The S&P 500 and Nasdaq Composite both saw their biggest monthly gains since July last year
Stock futures were little changed in overnight trading Sunday after the S&P 500 hit a fresh 2023 peak after a five-week winning streak.
Futures on the DJIA and S&P 500 futures were both flat. Nasdaq 100 futures dropped 0.2 per cent.
Shares of Alaska Airlines dropped more than 1 per cent in overnight trading after news that it agreed to acquire rival Hawaiian Airlines in a $1.9 billion deal.
The large-cap equity index surged to the highest level since March 2022 on Friday, bringing its YTD gains to nearly 20 per cent. The blue-chip Dow has also gained for five consecutive weeks and is 9.4 per cent higher for the year. The tech-heavy Nasdaq Composite has gained 37 per cent in 2023.
The latest gain came as investors increasingly bet that the Fed will stay put at its policy meeting this month and begin cutting rates in 2024. The market turned a blind eye to Federal Reserve Chairman Jerome Powell’s effort to tame rate-cut expectations, saying it’s “premature” to expect easing in policy.
Some investors see the rally as unsustainable.
At present things are very overdone, Adam Crisafulli, founder of Vital Knowledge, said in a note. The conversation on inflation, growth, the Fed, and earnings are all too binary, reductive, and facile.

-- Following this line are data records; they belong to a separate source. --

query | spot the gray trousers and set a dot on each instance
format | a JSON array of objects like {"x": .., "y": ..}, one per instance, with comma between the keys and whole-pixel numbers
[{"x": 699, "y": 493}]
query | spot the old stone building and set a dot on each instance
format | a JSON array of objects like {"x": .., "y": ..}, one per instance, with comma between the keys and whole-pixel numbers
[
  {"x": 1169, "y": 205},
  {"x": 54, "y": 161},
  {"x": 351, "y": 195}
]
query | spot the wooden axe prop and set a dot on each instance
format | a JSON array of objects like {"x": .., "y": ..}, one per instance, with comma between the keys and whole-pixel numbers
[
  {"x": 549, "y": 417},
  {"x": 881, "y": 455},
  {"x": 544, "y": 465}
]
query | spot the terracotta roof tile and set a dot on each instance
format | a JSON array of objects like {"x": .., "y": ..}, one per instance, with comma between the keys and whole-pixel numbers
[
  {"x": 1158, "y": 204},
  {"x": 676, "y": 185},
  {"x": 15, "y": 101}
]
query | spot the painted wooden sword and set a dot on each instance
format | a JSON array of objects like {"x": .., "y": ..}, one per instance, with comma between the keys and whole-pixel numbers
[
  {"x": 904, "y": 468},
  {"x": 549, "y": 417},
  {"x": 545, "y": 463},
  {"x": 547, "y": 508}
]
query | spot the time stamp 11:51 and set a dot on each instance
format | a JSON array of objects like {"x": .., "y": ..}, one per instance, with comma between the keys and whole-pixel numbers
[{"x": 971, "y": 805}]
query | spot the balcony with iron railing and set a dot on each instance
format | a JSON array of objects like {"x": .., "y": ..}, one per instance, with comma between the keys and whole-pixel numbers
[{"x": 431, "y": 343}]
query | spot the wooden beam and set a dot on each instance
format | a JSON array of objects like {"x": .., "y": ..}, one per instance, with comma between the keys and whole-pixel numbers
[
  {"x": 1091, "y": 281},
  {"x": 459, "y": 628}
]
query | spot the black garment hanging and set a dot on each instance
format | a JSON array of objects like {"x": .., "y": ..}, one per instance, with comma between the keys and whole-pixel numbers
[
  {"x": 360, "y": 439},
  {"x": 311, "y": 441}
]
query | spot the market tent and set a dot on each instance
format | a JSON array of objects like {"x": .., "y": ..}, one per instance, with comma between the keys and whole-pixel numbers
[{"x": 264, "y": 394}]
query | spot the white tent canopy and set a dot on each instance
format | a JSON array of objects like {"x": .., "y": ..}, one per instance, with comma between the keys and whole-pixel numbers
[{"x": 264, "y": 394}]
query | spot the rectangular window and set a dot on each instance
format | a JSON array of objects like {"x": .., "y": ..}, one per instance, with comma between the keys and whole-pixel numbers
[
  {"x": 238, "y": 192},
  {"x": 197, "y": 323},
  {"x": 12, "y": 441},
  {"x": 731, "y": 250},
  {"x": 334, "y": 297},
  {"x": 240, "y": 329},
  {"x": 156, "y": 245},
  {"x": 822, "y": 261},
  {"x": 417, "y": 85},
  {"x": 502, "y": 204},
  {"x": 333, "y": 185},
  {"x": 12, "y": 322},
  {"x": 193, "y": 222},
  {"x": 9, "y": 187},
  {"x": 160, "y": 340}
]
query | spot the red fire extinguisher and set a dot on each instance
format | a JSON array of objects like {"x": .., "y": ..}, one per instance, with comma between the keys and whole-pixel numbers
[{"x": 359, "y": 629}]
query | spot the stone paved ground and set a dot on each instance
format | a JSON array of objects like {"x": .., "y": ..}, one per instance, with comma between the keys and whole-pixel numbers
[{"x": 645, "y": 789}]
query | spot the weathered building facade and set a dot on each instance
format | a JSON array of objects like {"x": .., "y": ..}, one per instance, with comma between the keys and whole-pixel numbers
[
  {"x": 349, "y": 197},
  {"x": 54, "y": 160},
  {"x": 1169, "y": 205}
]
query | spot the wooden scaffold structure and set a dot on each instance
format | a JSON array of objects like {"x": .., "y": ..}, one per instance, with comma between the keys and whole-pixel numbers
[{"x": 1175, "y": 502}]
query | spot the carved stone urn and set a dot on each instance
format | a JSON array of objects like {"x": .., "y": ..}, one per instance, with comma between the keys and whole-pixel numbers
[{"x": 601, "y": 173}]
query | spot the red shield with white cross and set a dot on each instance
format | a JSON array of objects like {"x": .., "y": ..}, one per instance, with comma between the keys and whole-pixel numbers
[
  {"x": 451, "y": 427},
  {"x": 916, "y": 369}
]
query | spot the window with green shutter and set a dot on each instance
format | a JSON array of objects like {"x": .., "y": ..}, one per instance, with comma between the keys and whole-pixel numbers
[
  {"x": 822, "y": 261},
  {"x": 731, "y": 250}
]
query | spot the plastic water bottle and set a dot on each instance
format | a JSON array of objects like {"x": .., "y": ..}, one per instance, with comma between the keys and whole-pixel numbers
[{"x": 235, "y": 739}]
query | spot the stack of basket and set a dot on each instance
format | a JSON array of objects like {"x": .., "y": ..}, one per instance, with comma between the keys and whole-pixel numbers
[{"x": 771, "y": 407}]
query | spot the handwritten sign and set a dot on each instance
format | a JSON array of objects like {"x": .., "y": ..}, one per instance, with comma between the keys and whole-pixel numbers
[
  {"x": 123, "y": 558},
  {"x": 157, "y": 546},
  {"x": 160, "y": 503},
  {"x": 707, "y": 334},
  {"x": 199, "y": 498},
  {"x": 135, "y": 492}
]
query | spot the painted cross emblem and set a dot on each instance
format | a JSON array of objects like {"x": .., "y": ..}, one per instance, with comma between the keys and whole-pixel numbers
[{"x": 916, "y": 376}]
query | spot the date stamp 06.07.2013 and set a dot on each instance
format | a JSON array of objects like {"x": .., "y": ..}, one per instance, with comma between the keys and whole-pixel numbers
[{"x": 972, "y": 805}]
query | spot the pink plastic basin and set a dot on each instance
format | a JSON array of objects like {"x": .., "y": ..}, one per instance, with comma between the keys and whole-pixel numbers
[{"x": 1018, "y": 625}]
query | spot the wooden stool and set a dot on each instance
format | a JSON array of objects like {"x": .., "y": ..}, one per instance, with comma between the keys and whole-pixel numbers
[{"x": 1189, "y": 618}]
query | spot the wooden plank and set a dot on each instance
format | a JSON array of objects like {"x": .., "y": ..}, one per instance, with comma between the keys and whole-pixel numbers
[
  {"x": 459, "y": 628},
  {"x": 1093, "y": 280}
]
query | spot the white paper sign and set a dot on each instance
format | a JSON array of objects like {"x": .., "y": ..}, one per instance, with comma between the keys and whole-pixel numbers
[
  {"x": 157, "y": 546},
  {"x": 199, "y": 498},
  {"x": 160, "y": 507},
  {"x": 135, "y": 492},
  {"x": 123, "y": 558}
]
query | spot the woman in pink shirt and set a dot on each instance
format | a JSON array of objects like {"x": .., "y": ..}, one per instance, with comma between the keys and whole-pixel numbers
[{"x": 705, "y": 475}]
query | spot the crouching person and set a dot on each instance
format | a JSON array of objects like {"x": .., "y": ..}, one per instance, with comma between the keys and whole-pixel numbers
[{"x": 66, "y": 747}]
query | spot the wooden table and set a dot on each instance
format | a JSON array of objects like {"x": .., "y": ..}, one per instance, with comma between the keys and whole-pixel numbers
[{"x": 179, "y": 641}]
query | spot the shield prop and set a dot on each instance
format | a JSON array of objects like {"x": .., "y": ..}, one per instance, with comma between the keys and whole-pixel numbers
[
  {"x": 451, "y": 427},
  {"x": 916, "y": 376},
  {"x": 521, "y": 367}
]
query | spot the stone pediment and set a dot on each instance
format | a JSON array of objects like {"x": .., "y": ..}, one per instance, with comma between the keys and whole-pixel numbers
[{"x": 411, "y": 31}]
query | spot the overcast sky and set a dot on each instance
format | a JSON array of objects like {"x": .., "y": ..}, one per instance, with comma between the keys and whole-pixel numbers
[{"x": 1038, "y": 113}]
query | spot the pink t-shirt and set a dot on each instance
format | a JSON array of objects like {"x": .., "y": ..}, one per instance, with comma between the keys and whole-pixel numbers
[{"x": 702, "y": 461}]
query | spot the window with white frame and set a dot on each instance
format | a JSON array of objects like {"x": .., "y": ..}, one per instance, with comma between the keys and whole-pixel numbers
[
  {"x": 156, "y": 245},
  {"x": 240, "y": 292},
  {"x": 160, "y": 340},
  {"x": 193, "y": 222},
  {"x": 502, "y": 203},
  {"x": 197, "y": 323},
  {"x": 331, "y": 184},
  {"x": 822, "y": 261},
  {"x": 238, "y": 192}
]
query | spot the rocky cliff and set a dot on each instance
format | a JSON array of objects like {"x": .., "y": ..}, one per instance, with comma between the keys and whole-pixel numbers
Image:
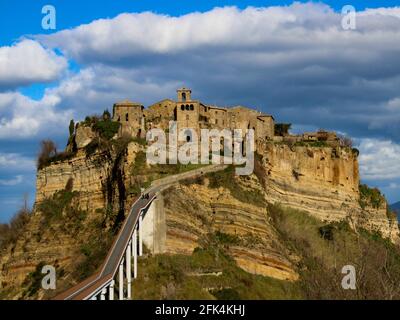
[
  {"x": 323, "y": 181},
  {"x": 103, "y": 182}
]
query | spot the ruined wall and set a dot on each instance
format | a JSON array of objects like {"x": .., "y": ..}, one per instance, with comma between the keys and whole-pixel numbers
[
  {"x": 130, "y": 115},
  {"x": 323, "y": 181}
]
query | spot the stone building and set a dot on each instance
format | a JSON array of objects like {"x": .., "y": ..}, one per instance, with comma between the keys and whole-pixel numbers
[
  {"x": 130, "y": 115},
  {"x": 190, "y": 113}
]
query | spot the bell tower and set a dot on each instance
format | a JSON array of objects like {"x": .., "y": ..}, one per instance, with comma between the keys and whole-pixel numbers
[{"x": 184, "y": 94}]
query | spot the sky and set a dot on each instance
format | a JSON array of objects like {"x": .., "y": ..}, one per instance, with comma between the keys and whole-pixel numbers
[{"x": 293, "y": 60}]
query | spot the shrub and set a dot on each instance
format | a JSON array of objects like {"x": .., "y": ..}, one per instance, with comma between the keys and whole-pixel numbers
[
  {"x": 226, "y": 294},
  {"x": 33, "y": 281},
  {"x": 370, "y": 196},
  {"x": 10, "y": 232},
  {"x": 326, "y": 232}
]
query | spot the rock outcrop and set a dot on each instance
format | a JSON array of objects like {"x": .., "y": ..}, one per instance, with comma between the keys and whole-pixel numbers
[
  {"x": 323, "y": 181},
  {"x": 195, "y": 211}
]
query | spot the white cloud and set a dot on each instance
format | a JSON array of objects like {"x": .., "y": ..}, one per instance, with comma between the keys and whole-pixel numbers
[
  {"x": 295, "y": 62},
  {"x": 28, "y": 62},
  {"x": 15, "y": 161},
  {"x": 11, "y": 182},
  {"x": 394, "y": 185},
  {"x": 379, "y": 159}
]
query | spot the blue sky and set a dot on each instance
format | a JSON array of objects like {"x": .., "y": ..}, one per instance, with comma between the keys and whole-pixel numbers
[{"x": 290, "y": 60}]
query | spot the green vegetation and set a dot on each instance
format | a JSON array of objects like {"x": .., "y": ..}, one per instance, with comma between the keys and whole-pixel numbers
[
  {"x": 10, "y": 232},
  {"x": 48, "y": 154},
  {"x": 60, "y": 206},
  {"x": 94, "y": 252},
  {"x": 370, "y": 197},
  {"x": 143, "y": 174},
  {"x": 226, "y": 179},
  {"x": 325, "y": 249},
  {"x": 33, "y": 281},
  {"x": 209, "y": 273},
  {"x": 107, "y": 129}
]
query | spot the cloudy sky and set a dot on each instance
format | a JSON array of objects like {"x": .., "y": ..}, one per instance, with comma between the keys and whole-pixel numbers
[{"x": 292, "y": 60}]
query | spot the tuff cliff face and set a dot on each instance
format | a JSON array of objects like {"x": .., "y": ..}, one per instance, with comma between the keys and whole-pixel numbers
[
  {"x": 323, "y": 181},
  {"x": 70, "y": 227}
]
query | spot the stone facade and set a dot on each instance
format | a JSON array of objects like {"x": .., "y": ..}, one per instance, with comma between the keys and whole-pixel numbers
[
  {"x": 190, "y": 113},
  {"x": 131, "y": 117}
]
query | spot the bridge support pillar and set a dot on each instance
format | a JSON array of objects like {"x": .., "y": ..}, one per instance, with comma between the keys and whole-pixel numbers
[
  {"x": 121, "y": 280},
  {"x": 103, "y": 294},
  {"x": 111, "y": 290},
  {"x": 128, "y": 270},
  {"x": 134, "y": 253}
]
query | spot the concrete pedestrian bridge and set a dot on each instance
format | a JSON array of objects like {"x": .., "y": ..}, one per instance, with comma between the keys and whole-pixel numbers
[{"x": 145, "y": 223}]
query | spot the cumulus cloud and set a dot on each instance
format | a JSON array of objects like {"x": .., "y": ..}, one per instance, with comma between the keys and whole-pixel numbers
[
  {"x": 22, "y": 117},
  {"x": 28, "y": 62},
  {"x": 379, "y": 160},
  {"x": 289, "y": 61},
  {"x": 15, "y": 161}
]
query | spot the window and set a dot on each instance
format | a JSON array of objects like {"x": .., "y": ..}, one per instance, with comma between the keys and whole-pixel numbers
[{"x": 188, "y": 134}]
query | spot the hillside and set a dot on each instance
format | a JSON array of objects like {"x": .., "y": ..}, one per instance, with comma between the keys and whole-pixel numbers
[{"x": 283, "y": 232}]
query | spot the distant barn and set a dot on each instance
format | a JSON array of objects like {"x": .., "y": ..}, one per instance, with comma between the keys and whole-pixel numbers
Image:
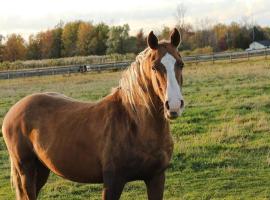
[{"x": 259, "y": 45}]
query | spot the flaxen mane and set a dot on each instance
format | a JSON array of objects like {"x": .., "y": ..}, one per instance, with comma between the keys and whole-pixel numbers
[{"x": 134, "y": 83}]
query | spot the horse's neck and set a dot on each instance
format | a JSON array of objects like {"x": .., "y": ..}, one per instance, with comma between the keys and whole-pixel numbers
[{"x": 152, "y": 115}]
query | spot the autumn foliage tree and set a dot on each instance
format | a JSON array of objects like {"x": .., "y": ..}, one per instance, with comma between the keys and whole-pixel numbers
[
  {"x": 69, "y": 38},
  {"x": 85, "y": 33},
  {"x": 14, "y": 48}
]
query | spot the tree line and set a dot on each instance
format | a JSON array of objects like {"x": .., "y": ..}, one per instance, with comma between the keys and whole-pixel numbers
[{"x": 81, "y": 38}]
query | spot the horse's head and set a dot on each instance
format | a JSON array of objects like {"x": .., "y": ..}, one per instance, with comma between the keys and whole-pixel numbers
[{"x": 165, "y": 66}]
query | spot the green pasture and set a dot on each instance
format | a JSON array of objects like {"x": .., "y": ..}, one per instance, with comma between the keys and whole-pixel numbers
[{"x": 222, "y": 141}]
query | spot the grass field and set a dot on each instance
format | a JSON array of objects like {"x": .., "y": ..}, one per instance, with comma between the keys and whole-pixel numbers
[{"x": 222, "y": 141}]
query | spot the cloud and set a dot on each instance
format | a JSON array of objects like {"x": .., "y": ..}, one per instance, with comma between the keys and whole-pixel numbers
[{"x": 31, "y": 16}]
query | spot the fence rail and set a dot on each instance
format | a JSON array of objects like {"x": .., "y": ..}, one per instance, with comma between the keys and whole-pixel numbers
[{"x": 121, "y": 65}]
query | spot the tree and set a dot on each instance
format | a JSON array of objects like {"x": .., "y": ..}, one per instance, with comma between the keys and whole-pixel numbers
[
  {"x": 100, "y": 38},
  {"x": 33, "y": 48},
  {"x": 165, "y": 33},
  {"x": 180, "y": 16},
  {"x": 69, "y": 38},
  {"x": 117, "y": 37},
  {"x": 85, "y": 33},
  {"x": 57, "y": 44},
  {"x": 46, "y": 41},
  {"x": 1, "y": 48},
  {"x": 15, "y": 48},
  {"x": 220, "y": 34},
  {"x": 140, "y": 41}
]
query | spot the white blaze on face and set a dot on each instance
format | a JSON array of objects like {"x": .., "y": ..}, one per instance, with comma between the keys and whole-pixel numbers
[{"x": 173, "y": 93}]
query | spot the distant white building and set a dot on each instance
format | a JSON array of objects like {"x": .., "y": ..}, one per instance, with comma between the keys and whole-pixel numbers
[{"x": 259, "y": 45}]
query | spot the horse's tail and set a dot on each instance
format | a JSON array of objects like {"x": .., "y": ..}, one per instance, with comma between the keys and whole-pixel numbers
[{"x": 14, "y": 174}]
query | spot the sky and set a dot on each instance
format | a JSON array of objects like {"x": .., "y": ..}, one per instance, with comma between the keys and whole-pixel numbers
[{"x": 31, "y": 16}]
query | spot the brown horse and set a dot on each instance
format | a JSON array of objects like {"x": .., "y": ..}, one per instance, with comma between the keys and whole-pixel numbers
[{"x": 121, "y": 138}]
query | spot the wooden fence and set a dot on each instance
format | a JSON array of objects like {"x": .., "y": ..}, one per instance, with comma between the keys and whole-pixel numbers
[{"x": 122, "y": 65}]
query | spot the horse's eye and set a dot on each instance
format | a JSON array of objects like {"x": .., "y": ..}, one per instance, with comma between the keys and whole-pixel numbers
[{"x": 180, "y": 64}]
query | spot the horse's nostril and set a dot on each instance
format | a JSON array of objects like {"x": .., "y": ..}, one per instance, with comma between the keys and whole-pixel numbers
[
  {"x": 181, "y": 104},
  {"x": 167, "y": 105}
]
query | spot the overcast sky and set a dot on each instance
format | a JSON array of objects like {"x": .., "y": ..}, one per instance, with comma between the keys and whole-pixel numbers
[{"x": 31, "y": 16}]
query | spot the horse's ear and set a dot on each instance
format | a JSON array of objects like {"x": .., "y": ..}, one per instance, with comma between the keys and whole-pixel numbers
[
  {"x": 175, "y": 38},
  {"x": 152, "y": 41}
]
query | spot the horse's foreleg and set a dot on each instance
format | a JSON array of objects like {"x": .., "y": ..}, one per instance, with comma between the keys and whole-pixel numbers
[
  {"x": 113, "y": 186},
  {"x": 27, "y": 172},
  {"x": 155, "y": 187}
]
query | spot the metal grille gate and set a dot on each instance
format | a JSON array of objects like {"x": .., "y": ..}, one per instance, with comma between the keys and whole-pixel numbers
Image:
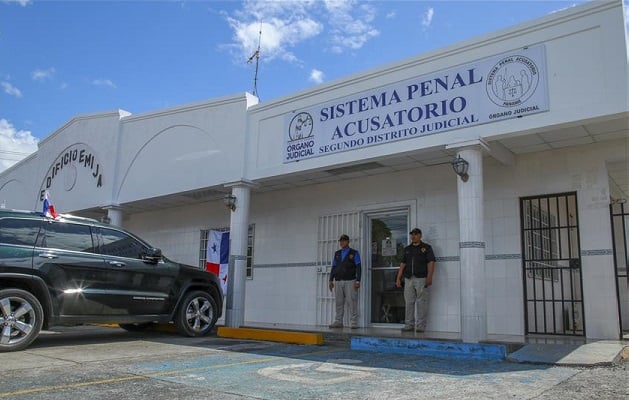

November was the best month for the Dow since October 2022. The S&P 500 and Nasdaq Composite both saw their biggest monthly gains since July last year.
Investors are awaiting the November jobs report, scheduled for release on Friday, for confirmation the Federal Reserve is done raising rates. Economists polled by Dow Jones expect the economy to have added 190,000 payrolls.